I've seen several brass players start their warm-up routines with some buzzing on just a mouthpiece or on their horns with the main tuning slide removed. This buzzing involves a lot less resistance than is encountered in normal playing, and it seems like a decent way to start a warm-up. So what's to stop a player from removing all resistance and doing some free buzzing? Would buzzing off the mouthpiece affect your embouchure enough to the point that you shouldn't even consider doing it?
Re: Free Buzzing 14:58 on Thursday, April 28, 2011
The buzzing with a mouthpiece and/or just the leadpipe does remove some resistence but more importantly it removes the restriction of the tube length. Without the length you can play any note which makes the buzzing easier and helps you become more accurate.
I've read a lot about free buzzing being good if only done in small amounts.
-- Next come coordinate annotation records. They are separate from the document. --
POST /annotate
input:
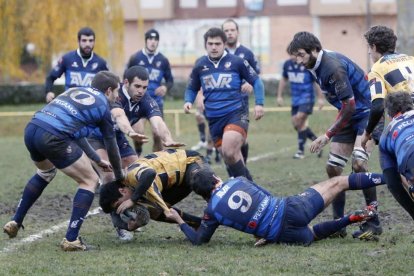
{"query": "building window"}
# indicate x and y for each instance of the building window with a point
(221, 3)
(185, 4)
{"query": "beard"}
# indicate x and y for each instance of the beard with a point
(311, 63)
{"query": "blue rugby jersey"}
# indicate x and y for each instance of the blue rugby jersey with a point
(158, 68)
(221, 82)
(340, 78)
(244, 206)
(301, 83)
(78, 72)
(397, 144)
(75, 113)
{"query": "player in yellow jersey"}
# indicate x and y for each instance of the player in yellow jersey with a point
(390, 73)
(156, 181)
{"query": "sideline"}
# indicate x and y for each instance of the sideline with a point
(14, 245)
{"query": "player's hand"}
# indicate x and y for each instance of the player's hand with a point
(141, 138)
(247, 88)
(319, 143)
(161, 90)
(321, 103)
(187, 107)
(364, 139)
(105, 165)
(279, 101)
(258, 112)
(50, 96)
(173, 144)
(124, 205)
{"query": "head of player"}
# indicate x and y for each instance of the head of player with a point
(107, 83)
(152, 38)
(231, 29)
(136, 82)
(214, 40)
(381, 41)
(86, 41)
(305, 47)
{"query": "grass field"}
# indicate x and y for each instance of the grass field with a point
(162, 250)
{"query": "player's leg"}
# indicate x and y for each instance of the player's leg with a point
(139, 127)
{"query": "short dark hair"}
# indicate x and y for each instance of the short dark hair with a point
(215, 32)
(382, 37)
(306, 41)
(105, 79)
(230, 20)
(85, 31)
(108, 194)
(397, 102)
(204, 181)
(136, 71)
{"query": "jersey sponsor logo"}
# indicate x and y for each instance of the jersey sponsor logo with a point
(82, 97)
(76, 79)
(223, 81)
(154, 75)
(296, 77)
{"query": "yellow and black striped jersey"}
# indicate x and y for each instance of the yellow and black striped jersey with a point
(391, 73)
(170, 167)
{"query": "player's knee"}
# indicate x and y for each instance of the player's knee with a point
(359, 160)
(47, 175)
(335, 164)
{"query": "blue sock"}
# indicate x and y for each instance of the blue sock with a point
(81, 204)
(301, 140)
(325, 229)
(359, 181)
(31, 193)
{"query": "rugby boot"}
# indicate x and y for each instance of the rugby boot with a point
(11, 228)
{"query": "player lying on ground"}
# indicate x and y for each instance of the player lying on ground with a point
(247, 207)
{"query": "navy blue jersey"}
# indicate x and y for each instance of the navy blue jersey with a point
(397, 144)
(158, 68)
(301, 83)
(145, 108)
(340, 78)
(74, 111)
(242, 205)
(78, 72)
(221, 83)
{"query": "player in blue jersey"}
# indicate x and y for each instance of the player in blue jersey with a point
(303, 88)
(159, 69)
(233, 46)
(243, 205)
(79, 66)
(344, 84)
(397, 148)
(220, 76)
(54, 141)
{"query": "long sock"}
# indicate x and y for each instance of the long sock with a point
(360, 181)
(31, 193)
(202, 131)
(245, 151)
(338, 205)
(238, 169)
(301, 140)
(327, 228)
(81, 204)
(310, 135)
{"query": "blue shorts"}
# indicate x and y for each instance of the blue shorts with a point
(300, 210)
(125, 148)
(304, 108)
(353, 128)
(237, 121)
(42, 145)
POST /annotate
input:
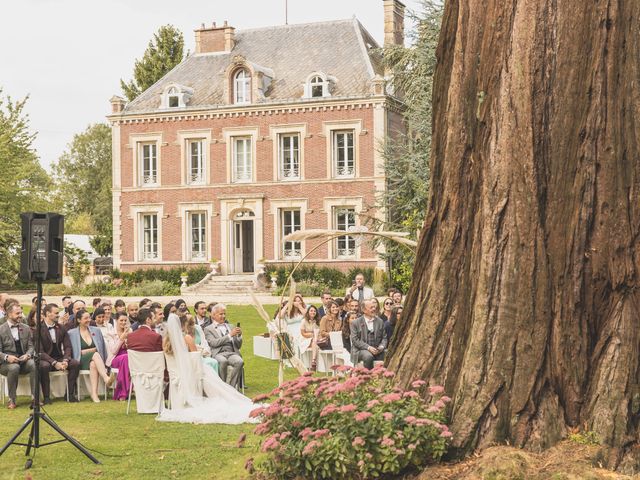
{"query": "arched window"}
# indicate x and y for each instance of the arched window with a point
(174, 97)
(317, 86)
(242, 86)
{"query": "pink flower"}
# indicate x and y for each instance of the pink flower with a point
(387, 442)
(348, 408)
(328, 409)
(391, 397)
(311, 446)
(361, 416)
(358, 442)
(260, 398)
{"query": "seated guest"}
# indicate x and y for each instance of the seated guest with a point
(200, 341)
(387, 305)
(16, 351)
(90, 350)
(346, 330)
(118, 357)
(56, 354)
(368, 337)
(390, 325)
(145, 339)
(331, 322)
(132, 312)
(225, 342)
(308, 331)
(201, 319)
(397, 297)
(75, 308)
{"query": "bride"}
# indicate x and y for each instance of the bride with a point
(223, 403)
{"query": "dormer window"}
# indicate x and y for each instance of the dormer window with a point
(242, 87)
(175, 96)
(317, 86)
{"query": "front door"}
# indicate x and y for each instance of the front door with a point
(243, 246)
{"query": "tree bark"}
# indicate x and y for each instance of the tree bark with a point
(524, 302)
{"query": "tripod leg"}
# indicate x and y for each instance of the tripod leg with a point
(17, 434)
(70, 439)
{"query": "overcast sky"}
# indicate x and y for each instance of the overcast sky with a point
(69, 55)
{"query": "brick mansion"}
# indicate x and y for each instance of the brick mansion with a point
(259, 133)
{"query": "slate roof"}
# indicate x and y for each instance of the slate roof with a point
(341, 49)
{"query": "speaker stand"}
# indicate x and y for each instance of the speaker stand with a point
(36, 415)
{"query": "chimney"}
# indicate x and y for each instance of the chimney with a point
(117, 104)
(215, 39)
(393, 22)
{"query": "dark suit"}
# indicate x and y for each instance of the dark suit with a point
(8, 347)
(144, 340)
(362, 339)
(59, 351)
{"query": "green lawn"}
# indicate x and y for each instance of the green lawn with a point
(136, 446)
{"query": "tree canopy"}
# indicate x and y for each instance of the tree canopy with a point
(25, 185)
(164, 52)
(83, 178)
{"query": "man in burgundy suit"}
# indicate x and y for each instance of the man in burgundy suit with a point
(145, 339)
(56, 353)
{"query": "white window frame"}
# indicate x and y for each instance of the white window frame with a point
(244, 160)
(331, 205)
(294, 252)
(276, 132)
(348, 170)
(293, 170)
(137, 213)
(229, 134)
(329, 130)
(242, 86)
(136, 142)
(276, 206)
(184, 140)
(202, 217)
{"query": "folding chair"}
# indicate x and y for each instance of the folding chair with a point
(147, 378)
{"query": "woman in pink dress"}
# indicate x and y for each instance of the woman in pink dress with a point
(118, 357)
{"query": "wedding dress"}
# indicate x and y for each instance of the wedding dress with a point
(223, 403)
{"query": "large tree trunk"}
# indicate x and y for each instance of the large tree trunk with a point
(525, 301)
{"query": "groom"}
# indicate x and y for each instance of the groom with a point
(225, 342)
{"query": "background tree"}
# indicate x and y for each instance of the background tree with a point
(24, 186)
(164, 52)
(526, 291)
(406, 156)
(83, 179)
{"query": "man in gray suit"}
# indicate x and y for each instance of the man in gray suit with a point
(16, 352)
(368, 336)
(225, 342)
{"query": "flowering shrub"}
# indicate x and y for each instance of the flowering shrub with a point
(355, 427)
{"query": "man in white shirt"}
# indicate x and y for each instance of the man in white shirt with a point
(368, 336)
(225, 342)
(359, 291)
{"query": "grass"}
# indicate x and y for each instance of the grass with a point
(136, 446)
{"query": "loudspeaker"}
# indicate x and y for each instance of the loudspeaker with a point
(42, 250)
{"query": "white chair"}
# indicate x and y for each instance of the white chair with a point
(147, 378)
(84, 380)
(176, 399)
(329, 358)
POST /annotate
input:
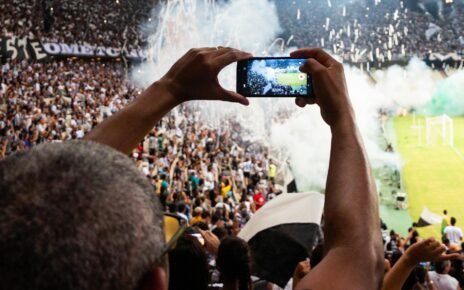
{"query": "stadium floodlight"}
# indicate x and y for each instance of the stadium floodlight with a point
(442, 126)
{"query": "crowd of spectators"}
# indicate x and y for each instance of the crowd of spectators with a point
(383, 30)
(426, 273)
(193, 167)
(209, 177)
(108, 23)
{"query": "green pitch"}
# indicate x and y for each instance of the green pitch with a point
(290, 79)
(433, 175)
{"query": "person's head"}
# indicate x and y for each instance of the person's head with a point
(188, 265)
(78, 215)
(233, 261)
(181, 207)
(442, 267)
(220, 233)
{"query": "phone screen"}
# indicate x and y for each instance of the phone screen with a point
(269, 77)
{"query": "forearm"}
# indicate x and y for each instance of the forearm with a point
(125, 129)
(351, 207)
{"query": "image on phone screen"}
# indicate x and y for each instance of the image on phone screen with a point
(260, 77)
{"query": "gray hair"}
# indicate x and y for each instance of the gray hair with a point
(77, 215)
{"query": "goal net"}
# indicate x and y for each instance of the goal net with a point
(439, 130)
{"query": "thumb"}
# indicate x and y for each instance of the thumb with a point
(454, 256)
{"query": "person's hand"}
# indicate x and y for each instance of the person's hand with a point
(301, 270)
(211, 241)
(329, 85)
(429, 250)
(195, 75)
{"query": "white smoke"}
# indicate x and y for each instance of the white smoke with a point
(303, 138)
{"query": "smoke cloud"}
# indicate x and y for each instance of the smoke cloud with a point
(302, 137)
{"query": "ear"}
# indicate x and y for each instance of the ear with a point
(157, 279)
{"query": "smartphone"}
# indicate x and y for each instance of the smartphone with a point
(199, 237)
(273, 77)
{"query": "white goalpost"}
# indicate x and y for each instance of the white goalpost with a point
(439, 128)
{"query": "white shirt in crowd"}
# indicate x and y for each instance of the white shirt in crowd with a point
(443, 281)
(454, 234)
(247, 166)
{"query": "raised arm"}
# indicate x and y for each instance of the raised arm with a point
(352, 239)
(423, 251)
(192, 77)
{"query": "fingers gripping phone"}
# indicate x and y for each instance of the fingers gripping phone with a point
(273, 77)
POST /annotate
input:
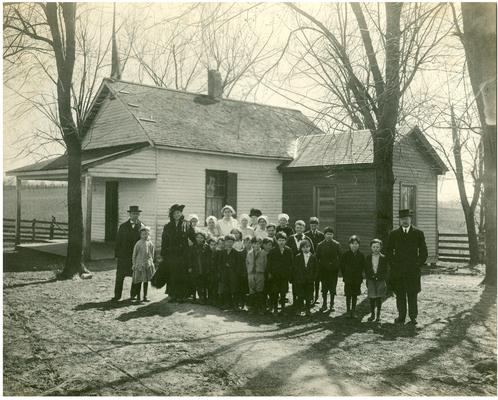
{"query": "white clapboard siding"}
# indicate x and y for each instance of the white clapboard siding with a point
(141, 192)
(113, 125)
(136, 164)
(182, 179)
(412, 167)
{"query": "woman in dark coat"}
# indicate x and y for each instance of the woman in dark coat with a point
(174, 252)
(352, 267)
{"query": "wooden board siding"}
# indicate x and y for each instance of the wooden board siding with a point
(141, 192)
(182, 179)
(113, 125)
(355, 200)
(411, 167)
(138, 163)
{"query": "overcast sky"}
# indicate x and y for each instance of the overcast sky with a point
(271, 22)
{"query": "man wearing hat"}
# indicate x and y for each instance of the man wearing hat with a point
(406, 251)
(128, 235)
(316, 237)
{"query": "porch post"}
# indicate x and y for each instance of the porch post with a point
(87, 225)
(18, 211)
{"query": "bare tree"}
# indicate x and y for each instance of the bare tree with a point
(56, 41)
(362, 78)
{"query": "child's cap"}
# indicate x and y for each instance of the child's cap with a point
(328, 229)
(281, 235)
(304, 242)
(354, 238)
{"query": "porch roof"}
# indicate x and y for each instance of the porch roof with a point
(56, 167)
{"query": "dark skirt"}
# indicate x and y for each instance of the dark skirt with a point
(352, 288)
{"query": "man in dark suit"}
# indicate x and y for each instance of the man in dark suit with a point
(128, 235)
(407, 252)
(316, 237)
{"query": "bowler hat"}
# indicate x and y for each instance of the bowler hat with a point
(176, 207)
(405, 213)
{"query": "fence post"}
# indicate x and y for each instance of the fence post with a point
(52, 224)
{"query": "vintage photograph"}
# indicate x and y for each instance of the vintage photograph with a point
(249, 199)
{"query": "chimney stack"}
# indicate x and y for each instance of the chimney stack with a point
(214, 84)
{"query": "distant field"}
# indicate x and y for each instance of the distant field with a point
(39, 203)
(42, 203)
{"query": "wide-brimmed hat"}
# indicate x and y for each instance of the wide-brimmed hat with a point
(405, 213)
(176, 207)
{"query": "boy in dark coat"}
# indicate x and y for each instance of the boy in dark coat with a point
(406, 252)
(352, 267)
(304, 274)
(200, 266)
(328, 253)
(128, 235)
(231, 272)
(316, 237)
(279, 266)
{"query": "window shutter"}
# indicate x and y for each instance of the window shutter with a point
(232, 190)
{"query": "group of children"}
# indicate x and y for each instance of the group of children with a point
(251, 263)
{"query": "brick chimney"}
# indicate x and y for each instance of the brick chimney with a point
(214, 84)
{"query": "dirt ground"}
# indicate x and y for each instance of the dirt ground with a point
(65, 338)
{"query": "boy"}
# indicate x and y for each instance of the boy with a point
(199, 266)
(230, 273)
(328, 253)
(304, 274)
(279, 266)
(316, 237)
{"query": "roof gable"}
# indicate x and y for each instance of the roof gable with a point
(354, 148)
(172, 118)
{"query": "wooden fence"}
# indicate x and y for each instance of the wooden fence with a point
(454, 247)
(34, 230)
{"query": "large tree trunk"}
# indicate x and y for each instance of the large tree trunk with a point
(386, 128)
(479, 39)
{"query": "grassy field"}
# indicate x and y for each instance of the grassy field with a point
(39, 203)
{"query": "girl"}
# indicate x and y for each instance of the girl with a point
(143, 263)
(211, 226)
(376, 270)
(352, 266)
(239, 244)
(260, 230)
(227, 223)
(246, 230)
(283, 225)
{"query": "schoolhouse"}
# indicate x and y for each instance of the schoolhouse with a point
(152, 147)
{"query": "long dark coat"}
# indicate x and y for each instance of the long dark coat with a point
(126, 239)
(382, 269)
(279, 267)
(406, 253)
(174, 251)
(329, 257)
(316, 237)
(301, 273)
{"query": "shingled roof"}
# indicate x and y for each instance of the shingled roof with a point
(351, 148)
(195, 121)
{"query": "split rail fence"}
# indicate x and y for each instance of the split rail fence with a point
(34, 230)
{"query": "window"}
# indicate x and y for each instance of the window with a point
(216, 192)
(325, 205)
(408, 200)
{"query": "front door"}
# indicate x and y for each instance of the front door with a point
(111, 210)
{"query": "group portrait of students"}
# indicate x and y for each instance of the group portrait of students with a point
(252, 264)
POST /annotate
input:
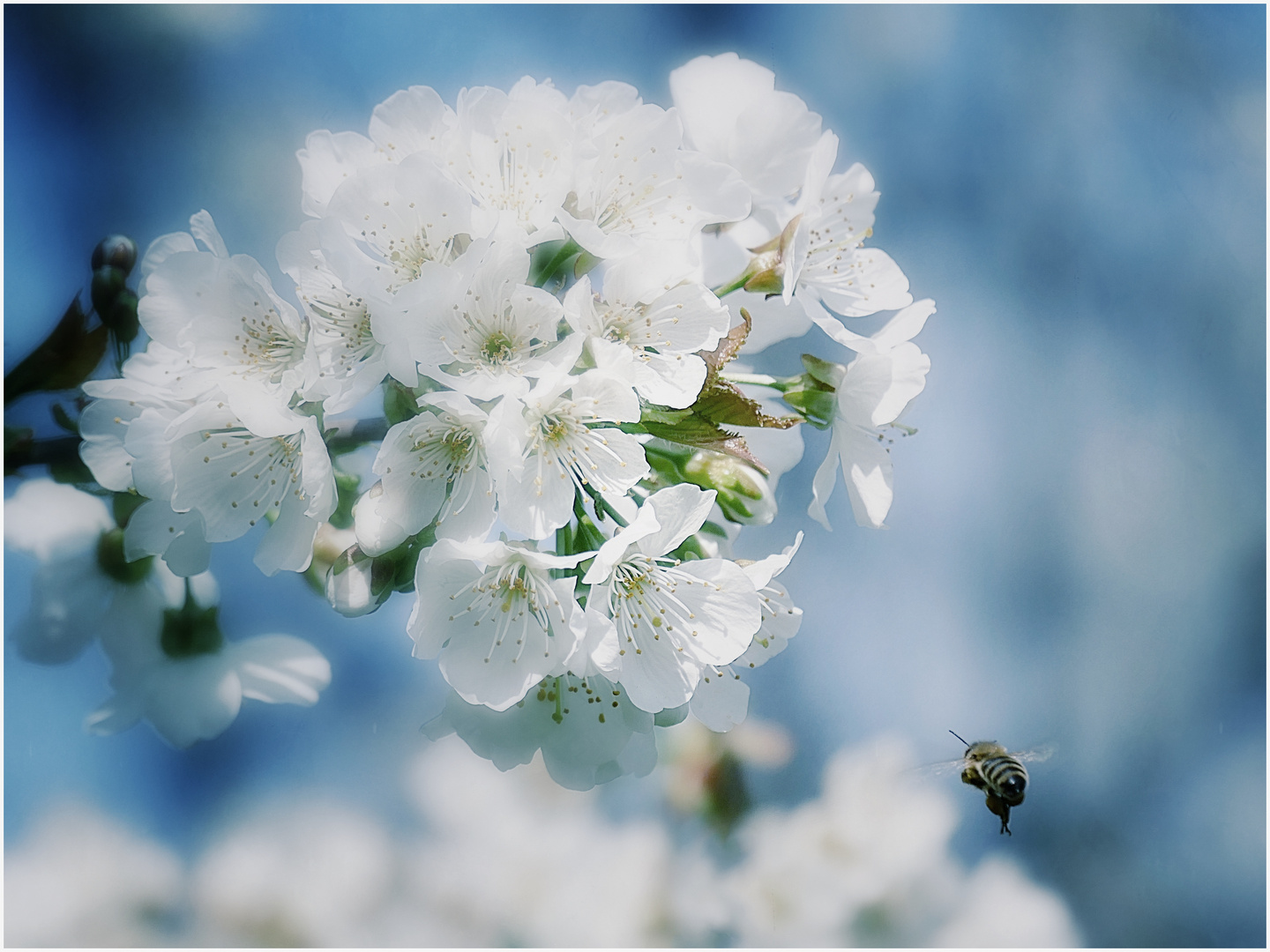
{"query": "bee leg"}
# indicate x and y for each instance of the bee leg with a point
(1001, 809)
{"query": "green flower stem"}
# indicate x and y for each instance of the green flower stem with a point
(761, 380)
(602, 505)
(735, 285)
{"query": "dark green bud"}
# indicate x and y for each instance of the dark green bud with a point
(122, 317)
(743, 493)
(108, 282)
(190, 631)
(111, 559)
(117, 251)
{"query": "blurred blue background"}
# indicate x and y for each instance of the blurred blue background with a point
(1077, 547)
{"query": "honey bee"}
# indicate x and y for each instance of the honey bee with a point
(998, 773)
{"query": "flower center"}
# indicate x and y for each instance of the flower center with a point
(498, 348)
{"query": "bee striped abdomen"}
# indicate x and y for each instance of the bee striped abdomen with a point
(1006, 777)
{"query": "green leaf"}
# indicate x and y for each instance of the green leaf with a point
(64, 419)
(64, 360)
(347, 493)
(664, 415)
(823, 371)
(123, 505)
(70, 471)
(817, 405)
(399, 401)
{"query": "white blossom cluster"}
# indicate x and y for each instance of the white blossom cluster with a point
(531, 274)
(513, 859)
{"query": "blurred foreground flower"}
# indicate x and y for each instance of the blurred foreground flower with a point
(80, 879)
(514, 859)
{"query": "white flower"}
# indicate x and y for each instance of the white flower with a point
(175, 669)
(225, 316)
(563, 450)
(71, 596)
(514, 859)
(733, 113)
(126, 447)
(587, 729)
(374, 531)
(407, 215)
(513, 153)
(671, 619)
(349, 583)
(326, 265)
(233, 478)
(479, 328)
(825, 260)
(870, 838)
(407, 122)
(433, 466)
(654, 344)
(721, 700)
(158, 380)
(296, 874)
(79, 879)
(888, 372)
(592, 109)
(494, 617)
(639, 185)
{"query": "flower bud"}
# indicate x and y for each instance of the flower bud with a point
(744, 495)
(112, 562)
(376, 534)
(122, 316)
(349, 584)
(117, 251)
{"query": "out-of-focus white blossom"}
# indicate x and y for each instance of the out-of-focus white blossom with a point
(888, 372)
(173, 668)
(733, 113)
(511, 859)
(79, 879)
(295, 874)
(81, 588)
(866, 863)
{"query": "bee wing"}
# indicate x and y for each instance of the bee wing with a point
(1036, 755)
(941, 768)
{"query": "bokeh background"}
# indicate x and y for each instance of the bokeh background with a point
(1077, 548)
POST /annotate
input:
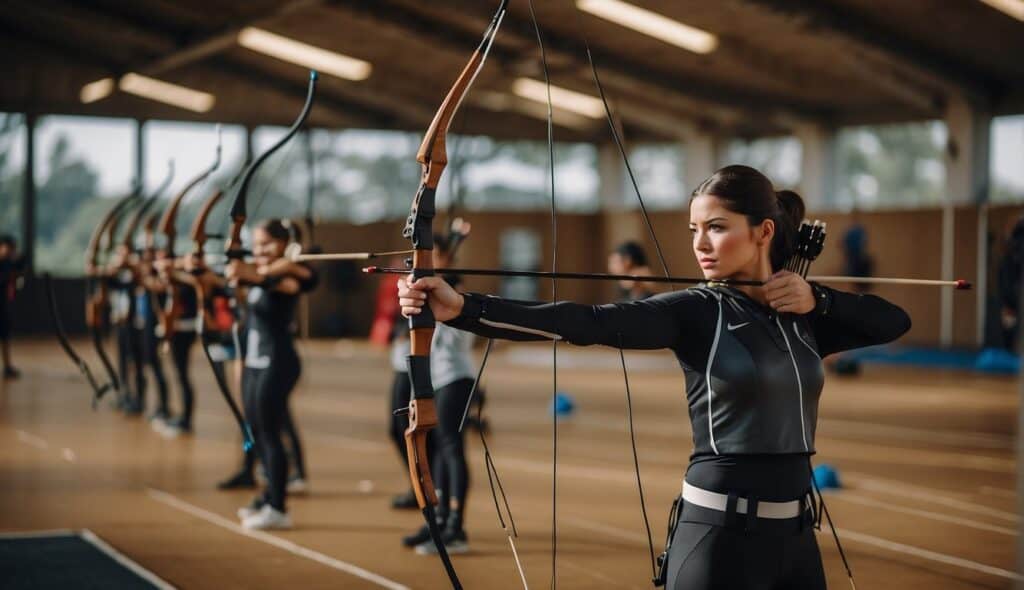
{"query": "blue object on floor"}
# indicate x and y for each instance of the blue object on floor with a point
(826, 477)
(562, 405)
(997, 361)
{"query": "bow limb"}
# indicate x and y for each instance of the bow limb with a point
(83, 367)
(168, 313)
(98, 295)
(432, 156)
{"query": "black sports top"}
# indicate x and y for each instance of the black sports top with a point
(753, 376)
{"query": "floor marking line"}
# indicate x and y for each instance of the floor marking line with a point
(291, 547)
(865, 501)
(926, 554)
(124, 560)
(875, 485)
Most of the anti-free buzzing crowd seems to believe that buzzing without the mouthpiece is bad because without the mouthpiece your lips will function differently. Different muscles will compensate for the lack of the mouthpiece pressure. If that is true then I can see their point. I have been free buzzing for years and I do it often; especially while driving somewhere in the car.
What I like about it is if done with a proper embouchure it is an easy way to warm up, or add to your stamina. However, if you pinch your lips together for support to get a tone then I think it can be a negative thing. I don't think free buzzing has hurt me. I have good stamina and a full 5 octave range. So, done properly it must be good. Done incorrectly it can be disasterous.